ChatGPT: Your Teaching Assistant for Medical Education?

Presenting Author: Aditi Kesari - The University of Tennessee Health Science Center

Background
With the advent of multiple artificial intelligence (AI) platforms in recent times, it has become imperative for medical educators to recognize the applications as well as limitations of these tools in medical education. This study focuses on investigating the applications and limitations of ChatGPT, an AI-enabled tool, in biochemistry education in the medical curriculum.

Methods
ChatGPT, the AI-enabled tool developed by Open AI, was used for this study. To find the capabilities of this platform in medical education, prompts related to biochemistry topics covered in the medical curriculum were created. The responses generated by ChatGPT were then analyzed to determine the utility of ChatGPT in medical education.

Results
Multiple applications of ChatGPT in medical education were identified. Some of these included creating templates for curriculum objectives and session learning objectives, building case-based scenarios, generating formative/ summative questions with rationales, building concept maps, creating flashcards, and summarizing complex concepts. While ChatGPT could be a helpful tool, some inaccuracies, and shortcomings did come to light while generating these resources, which highlights the importance of critical evaluation of the material generated by these tools.

Conclusions
ChatGPT has the potential to be a helpful tool for both faculty and students with its various capabilities. It is, however, crucial to emphasize the importance of critical appraisal of information generated using these AI-enabled tools, while engaging in the responsible and transparent use of these technologies.

Categories:
Artificial Intelligence in Health Professions Education

Embracing Change: Chat GPT Generated Script Concordance Tests for Clinical Reasoning Assessment

Presenting Author: Daniel Novak - University of California Riverside
Co-Authors: Ian V.J. Murray - Alice L. Walton School of Medicine
Caitlin Wardlaw - University of Arkansas Medical School

Medical education must adapt to challenging times, including robust assessments of clinical reasoning that is founded in the best available science. Script Concordance Testing (SCT) is a process that assesses clinical reasoning skills by probing the illness scripts of healthcare professionals by comparing novices' scores to that of a panel of experts. It also serves as a learning tool, as it prompts learners to reevaluate initial diagnostic hypotheses when challenged with new additional ambiguous clinical information. However, adoption of SCT remains limited, with barriers such as difficulty in creating high-quality scenarios based on illness scripts, a panel of 10-20 experts, and that 20% of questions are discarded post-exam test. In this study, we demonstrate the development of a modified SCT (mSCT) using the artificial intelligence (AI) program, in which Chat GPT generates Likert scores, estimated probabilities, and metacognitive written justifications.
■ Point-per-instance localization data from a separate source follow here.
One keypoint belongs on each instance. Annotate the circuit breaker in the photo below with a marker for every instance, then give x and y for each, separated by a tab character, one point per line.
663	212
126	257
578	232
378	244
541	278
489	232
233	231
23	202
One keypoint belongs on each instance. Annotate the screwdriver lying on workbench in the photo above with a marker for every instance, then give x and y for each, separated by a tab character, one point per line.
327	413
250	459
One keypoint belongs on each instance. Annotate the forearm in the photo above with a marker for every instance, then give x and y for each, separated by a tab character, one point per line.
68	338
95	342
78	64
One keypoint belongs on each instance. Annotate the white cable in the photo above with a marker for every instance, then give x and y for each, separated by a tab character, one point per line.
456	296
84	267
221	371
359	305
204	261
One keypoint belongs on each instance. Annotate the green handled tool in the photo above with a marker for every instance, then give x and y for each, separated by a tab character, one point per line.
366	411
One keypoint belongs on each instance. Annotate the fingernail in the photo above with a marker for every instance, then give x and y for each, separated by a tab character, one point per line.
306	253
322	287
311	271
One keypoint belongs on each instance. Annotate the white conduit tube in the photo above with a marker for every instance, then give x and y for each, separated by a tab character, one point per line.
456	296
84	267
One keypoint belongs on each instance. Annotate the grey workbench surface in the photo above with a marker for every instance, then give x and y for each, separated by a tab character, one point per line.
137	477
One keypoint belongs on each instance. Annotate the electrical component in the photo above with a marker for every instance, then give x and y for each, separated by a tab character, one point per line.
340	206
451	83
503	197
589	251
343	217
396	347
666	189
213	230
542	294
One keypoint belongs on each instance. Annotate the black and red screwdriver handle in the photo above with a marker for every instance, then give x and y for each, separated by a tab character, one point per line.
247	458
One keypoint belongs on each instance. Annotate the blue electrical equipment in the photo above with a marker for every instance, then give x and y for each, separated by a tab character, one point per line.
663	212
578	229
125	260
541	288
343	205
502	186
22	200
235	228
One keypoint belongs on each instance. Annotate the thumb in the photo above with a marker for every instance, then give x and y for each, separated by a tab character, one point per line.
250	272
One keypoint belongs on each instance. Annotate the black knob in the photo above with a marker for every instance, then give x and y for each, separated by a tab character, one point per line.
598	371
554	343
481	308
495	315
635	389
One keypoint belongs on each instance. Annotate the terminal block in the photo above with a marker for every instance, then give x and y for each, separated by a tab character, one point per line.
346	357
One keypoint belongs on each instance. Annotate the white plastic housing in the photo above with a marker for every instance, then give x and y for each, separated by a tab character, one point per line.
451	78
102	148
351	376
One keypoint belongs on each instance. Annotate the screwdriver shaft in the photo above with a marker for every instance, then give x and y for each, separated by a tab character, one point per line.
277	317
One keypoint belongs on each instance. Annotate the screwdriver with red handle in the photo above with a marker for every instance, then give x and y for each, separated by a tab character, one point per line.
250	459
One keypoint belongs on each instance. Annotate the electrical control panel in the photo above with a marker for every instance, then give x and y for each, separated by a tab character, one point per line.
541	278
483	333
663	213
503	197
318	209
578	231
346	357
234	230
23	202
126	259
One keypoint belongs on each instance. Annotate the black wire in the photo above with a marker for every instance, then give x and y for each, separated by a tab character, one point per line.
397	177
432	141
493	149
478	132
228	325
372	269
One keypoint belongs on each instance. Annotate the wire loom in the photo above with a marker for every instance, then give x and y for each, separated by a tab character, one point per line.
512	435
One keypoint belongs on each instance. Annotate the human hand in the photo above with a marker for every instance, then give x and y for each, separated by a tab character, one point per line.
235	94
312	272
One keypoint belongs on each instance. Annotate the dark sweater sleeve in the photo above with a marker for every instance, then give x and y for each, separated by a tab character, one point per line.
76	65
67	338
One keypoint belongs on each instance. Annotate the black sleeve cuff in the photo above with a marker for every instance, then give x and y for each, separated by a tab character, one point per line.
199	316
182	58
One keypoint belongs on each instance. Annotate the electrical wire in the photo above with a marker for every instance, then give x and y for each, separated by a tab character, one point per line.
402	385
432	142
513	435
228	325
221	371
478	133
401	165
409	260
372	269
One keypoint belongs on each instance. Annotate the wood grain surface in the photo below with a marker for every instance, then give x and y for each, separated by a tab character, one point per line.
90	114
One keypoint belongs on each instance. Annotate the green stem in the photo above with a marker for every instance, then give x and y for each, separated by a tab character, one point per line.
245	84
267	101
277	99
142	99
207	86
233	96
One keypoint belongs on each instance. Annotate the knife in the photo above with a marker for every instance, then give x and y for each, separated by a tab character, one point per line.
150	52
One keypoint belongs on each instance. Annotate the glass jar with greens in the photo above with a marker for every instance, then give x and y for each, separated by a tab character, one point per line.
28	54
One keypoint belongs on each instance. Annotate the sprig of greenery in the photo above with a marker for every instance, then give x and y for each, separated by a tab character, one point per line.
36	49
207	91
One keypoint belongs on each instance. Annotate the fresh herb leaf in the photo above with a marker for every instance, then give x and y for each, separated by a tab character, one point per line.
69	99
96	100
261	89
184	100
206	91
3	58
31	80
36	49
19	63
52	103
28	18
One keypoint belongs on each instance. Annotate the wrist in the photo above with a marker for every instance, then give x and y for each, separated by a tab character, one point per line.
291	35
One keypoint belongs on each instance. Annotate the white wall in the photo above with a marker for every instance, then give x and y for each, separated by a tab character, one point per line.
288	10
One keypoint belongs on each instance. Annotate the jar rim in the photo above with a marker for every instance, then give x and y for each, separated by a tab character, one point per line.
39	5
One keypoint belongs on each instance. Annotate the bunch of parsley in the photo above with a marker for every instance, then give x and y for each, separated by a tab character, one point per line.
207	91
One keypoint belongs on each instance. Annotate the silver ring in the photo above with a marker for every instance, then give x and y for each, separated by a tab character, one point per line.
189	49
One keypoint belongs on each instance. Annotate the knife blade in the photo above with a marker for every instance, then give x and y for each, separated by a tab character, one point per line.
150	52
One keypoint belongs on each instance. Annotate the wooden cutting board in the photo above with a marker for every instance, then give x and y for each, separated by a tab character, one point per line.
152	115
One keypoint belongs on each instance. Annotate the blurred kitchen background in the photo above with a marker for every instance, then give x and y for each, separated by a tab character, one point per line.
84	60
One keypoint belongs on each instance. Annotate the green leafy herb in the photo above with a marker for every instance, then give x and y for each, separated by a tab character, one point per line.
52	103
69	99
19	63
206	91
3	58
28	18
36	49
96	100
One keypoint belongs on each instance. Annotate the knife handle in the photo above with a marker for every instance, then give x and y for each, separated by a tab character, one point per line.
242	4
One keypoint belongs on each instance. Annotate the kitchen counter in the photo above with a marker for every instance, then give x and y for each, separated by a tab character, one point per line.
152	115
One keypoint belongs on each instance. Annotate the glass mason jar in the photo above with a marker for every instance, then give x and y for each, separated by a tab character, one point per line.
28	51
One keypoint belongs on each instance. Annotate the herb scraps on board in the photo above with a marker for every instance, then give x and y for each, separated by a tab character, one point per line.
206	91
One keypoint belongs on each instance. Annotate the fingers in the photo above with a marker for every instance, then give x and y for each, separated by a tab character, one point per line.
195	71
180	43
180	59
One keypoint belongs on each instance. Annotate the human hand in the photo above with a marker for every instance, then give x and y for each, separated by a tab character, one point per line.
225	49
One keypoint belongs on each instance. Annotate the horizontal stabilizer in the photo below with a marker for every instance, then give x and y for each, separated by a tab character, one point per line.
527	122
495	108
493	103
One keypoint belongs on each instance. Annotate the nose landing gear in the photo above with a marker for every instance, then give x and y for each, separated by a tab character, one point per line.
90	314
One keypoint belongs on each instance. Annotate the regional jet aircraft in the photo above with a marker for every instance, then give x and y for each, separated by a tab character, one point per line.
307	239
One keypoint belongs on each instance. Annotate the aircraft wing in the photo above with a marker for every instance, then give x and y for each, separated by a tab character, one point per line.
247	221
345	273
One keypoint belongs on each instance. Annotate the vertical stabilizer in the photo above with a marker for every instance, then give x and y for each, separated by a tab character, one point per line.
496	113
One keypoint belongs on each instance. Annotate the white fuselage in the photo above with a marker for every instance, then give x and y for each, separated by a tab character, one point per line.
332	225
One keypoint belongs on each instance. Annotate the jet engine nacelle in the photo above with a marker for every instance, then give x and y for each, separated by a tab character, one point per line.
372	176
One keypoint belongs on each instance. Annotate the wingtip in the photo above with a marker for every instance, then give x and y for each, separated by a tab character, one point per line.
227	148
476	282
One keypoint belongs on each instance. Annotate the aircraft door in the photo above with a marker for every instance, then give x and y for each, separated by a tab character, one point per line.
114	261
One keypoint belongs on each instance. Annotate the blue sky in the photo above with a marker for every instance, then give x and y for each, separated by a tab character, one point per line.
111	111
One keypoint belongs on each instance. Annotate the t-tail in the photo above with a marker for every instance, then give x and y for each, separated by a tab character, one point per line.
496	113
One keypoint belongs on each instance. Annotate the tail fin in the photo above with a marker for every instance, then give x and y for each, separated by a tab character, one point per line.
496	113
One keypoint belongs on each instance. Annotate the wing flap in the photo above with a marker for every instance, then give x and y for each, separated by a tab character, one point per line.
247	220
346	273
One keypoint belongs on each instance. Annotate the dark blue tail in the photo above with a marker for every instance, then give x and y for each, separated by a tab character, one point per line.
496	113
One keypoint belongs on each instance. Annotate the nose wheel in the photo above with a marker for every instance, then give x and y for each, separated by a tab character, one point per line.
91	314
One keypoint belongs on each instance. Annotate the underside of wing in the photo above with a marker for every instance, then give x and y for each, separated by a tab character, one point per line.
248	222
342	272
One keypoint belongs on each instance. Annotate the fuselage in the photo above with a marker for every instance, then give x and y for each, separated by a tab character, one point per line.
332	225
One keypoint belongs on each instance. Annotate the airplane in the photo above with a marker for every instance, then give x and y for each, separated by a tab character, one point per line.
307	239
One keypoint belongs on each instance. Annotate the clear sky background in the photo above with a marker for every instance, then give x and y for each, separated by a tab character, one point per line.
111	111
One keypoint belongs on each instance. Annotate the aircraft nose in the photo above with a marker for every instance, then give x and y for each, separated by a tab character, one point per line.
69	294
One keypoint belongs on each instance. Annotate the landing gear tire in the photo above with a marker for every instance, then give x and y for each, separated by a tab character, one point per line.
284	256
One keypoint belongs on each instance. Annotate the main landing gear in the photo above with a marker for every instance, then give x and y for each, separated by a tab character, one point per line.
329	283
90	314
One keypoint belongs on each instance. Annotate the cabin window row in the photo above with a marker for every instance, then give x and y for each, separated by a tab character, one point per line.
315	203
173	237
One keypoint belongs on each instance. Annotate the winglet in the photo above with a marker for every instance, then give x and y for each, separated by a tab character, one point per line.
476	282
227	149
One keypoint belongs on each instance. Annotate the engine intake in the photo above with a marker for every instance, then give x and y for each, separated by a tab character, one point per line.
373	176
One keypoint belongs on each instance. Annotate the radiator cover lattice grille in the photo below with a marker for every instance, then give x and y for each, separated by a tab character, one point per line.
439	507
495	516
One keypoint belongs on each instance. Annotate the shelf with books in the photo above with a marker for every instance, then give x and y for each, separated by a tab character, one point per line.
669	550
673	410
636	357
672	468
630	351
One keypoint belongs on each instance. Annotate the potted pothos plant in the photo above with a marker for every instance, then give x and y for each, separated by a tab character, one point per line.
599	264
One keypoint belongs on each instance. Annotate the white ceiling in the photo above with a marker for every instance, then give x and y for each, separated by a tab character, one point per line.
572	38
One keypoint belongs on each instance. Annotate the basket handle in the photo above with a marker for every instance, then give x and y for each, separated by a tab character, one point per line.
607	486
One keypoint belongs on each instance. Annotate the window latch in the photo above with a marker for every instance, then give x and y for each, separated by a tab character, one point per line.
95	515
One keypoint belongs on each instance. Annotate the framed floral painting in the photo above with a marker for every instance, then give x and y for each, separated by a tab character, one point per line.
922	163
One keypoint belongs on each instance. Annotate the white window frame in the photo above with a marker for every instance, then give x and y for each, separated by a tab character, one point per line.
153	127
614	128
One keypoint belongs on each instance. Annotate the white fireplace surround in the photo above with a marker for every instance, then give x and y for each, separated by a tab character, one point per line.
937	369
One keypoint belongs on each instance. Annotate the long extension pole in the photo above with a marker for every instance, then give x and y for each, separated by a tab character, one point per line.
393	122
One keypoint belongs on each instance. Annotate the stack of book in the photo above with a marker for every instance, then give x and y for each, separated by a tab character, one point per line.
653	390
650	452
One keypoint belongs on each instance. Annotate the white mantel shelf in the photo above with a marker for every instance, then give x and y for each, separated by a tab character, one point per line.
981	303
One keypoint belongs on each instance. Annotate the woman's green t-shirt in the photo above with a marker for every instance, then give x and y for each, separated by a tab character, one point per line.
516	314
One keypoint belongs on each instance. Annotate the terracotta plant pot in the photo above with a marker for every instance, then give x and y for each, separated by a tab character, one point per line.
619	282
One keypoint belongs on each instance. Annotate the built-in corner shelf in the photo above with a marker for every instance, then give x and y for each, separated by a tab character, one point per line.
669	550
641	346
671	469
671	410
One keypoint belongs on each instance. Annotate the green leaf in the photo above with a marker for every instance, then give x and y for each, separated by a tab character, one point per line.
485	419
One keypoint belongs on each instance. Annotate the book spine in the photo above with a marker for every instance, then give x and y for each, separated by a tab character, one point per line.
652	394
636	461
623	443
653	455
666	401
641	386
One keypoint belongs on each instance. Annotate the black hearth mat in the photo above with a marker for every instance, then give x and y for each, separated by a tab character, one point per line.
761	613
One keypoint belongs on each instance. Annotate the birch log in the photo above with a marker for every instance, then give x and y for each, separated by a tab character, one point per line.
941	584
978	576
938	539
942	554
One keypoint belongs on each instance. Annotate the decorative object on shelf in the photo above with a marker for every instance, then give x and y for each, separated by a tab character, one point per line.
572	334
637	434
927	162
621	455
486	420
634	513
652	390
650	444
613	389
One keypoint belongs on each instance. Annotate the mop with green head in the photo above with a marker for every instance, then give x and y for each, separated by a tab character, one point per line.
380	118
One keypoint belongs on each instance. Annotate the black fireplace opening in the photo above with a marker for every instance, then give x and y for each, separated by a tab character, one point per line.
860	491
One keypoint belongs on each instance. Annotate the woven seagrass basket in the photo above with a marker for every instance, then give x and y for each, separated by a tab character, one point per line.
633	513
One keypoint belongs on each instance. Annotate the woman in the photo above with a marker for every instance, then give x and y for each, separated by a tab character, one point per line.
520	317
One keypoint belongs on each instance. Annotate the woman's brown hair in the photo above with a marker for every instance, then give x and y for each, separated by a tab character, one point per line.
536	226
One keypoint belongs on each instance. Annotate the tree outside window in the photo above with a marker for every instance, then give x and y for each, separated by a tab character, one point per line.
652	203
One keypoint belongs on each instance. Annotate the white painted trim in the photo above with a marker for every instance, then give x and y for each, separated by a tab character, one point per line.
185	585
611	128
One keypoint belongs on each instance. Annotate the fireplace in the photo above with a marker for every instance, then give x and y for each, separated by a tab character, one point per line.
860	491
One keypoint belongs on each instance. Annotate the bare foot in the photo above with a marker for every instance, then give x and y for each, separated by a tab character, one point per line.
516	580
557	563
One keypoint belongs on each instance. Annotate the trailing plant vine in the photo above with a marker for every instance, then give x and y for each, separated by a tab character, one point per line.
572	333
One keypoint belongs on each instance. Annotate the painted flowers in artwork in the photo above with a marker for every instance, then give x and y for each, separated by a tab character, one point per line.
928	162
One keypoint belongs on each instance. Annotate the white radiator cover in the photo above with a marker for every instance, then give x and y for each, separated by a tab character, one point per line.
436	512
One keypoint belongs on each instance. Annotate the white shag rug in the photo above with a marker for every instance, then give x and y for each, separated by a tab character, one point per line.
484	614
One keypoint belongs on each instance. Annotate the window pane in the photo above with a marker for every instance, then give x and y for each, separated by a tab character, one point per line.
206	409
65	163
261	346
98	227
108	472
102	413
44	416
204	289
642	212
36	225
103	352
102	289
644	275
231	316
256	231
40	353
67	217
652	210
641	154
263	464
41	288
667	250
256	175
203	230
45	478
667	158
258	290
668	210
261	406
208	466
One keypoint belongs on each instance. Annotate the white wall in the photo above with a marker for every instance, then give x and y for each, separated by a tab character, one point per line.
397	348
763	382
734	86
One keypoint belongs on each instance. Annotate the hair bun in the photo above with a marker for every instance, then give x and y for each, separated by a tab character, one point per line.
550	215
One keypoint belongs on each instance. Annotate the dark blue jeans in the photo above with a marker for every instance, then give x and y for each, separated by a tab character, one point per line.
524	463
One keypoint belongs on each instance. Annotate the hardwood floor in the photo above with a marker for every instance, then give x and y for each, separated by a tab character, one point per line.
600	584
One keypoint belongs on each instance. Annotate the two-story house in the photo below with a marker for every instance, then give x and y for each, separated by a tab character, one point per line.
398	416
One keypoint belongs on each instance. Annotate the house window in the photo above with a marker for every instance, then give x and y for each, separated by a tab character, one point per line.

ChatGPT was trained to generate modified SCTs (mSCT) and include 3 Likert scores, written justification, and an estimation of diagnosis probability. The AI was trained using progressively optimized prompts and a case previously developed by the author. The mSCT format contained a brief case scenario with an initial diagnosis, and to probe illness scripts, presented a related symptom or one from a differential diagnosis. The AI also provided a Likert score and written justification of the answer. We evaluated the generated mSCTs for 10 common diseases using the prompt "write a modified SCT for [insert disease]" focused on [insert discipline, or concept, or add differential disease here]. The mSCT medical information and estimated probability were compared to those generated by a different AI developed to aid medical students with answering USMLE questions (MedQBot https://poe.com/MedQBot).)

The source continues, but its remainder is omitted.